When Jeannette Guerrasio, MD, arrived at the University of Colorado Department of Medicine eight years ago, she discovered that residents who were struggling with the curriculum had nowhere to turn for help.
“They would just get passed along without ever being given the skills they needed to be competent physicians,” said Dr. Guerrasio, Associate Professor of Medicine and Director of Remediation and Individualized Learning Plans.
When she discovered there was no literature that addressed the issue, she created individualized learning plans for the bottom 10 to 15 percent of residents and students based on how they learn. That approach was in sharp contrast to the thinking at the time: encourage students to simply read more or give them a deadline to be able to demonstrate certain skills, for example.
She initially started with internal medicine residents but eventually expanded the program to include medical students and eventually all of graduate medical education.
She called program directors across the country to find out what they were doing and discovered they had no curriculum or programs of any kind. “I realized I had to build something from scratch,” she said.
The result of her work is detailed in her book “Remediation of the Struggling Medical Learner.”
She currently presents at several national conferences – she has seven on tap this spring alone.
“There are so many places that feel the need for this type of program,” she said.
And she has recently been selected to receive the 2014 Society of General Internal Medicine Award for Scholarship in Medical Education recognizing her leadership at the national level in developing programs and curriculum for struggling medical learners.
Starting from scratch is no small feat, and Dr. Guerrasio is quick to credit others who worked with her: Kirsti Broadfoot, PhD, Carol Lay, EED, Eva Aagaard, MD; Maureen Garrity, PhD, and Carol Rumack, MD.
“They all gave me ideas to try and helped guide me.”
The Department of Medicine’s remediation program includes about 40 residents and 40 students a year.
It takes about 22 hours of one-on-one time to successfully remediate a student. Every hour of dedicated faculty time giving feedback and methods to practice reduces negative career outcomes by 3 percent per hour, Dr. Guerrasio said.
“It’s not a quick process, but we know it works,” she said.

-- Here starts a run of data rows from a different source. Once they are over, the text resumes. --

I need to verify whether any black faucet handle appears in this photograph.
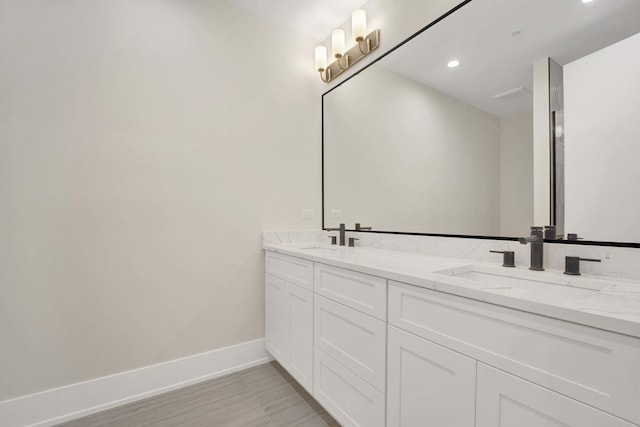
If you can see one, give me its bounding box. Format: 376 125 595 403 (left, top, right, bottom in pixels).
564 256 602 276
544 225 558 240
489 251 516 267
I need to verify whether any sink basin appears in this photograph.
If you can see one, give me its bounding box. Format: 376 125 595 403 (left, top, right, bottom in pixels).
435 264 611 298
298 245 338 252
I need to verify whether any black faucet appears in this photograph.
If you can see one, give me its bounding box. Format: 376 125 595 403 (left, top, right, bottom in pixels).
564 256 602 276
518 227 544 271
327 224 347 246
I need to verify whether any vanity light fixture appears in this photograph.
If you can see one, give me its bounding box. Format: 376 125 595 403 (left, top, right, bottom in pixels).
315 9 380 83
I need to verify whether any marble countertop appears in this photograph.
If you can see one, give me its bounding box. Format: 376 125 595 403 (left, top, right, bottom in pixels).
263 242 640 338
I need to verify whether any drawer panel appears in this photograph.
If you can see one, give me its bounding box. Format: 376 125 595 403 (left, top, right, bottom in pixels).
313 295 387 392
389 282 640 423
313 348 385 427
314 263 387 321
265 252 313 291
476 363 633 427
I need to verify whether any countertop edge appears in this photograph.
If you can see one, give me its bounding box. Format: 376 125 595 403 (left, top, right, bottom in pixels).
263 243 640 339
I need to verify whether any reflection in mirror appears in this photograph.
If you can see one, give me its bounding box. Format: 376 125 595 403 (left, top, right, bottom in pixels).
323 0 640 241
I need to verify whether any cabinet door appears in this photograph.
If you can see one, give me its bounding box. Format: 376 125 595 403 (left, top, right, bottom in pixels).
314 295 387 393
313 347 385 427
288 284 313 393
387 326 476 427
476 363 633 427
265 275 289 368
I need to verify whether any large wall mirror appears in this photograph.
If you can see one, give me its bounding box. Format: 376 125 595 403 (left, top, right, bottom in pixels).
323 0 640 243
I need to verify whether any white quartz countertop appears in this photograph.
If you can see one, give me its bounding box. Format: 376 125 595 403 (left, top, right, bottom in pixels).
263 242 640 338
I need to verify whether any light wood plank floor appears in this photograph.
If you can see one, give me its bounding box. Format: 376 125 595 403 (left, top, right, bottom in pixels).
58 362 340 427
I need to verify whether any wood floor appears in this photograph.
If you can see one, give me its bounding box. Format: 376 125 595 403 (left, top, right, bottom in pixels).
58 362 340 427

The program has a 90 percent success rate, that is, students have successfully passed an assessment after going through a remediation program and have gone on to graduate and practice. Of the remaining 10 percent, some end up on probation, some switch to nonclinical careers and some go into other specialties better suited to their skills. About 1 to 2 percent are not able to complete the program and find alternate careers.
She acknowledges that the work can be time-consuming and tedious, and she’s always looking for people to help.

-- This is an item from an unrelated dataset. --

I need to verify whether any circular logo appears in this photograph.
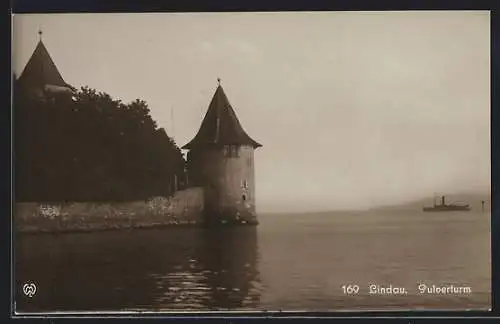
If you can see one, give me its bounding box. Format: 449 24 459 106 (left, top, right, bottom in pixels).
23 282 36 298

She says her own personality lends itself to such work and likely led her to develop the program in the first place. “I’m approachable,” she said. “Part of my strategy is to help with how students learn.”
Dr. Guerrasio’s second book is currently with the publisher. She also is working on a research study to help residency programs set policies around remediation. She notes that there are no national guidelines on how to work with people who are struggling and hopes the study will help.
In her free time, such as it is, she plays the oboe and writes. She and her partner also keep busy with their two dogs and two cats.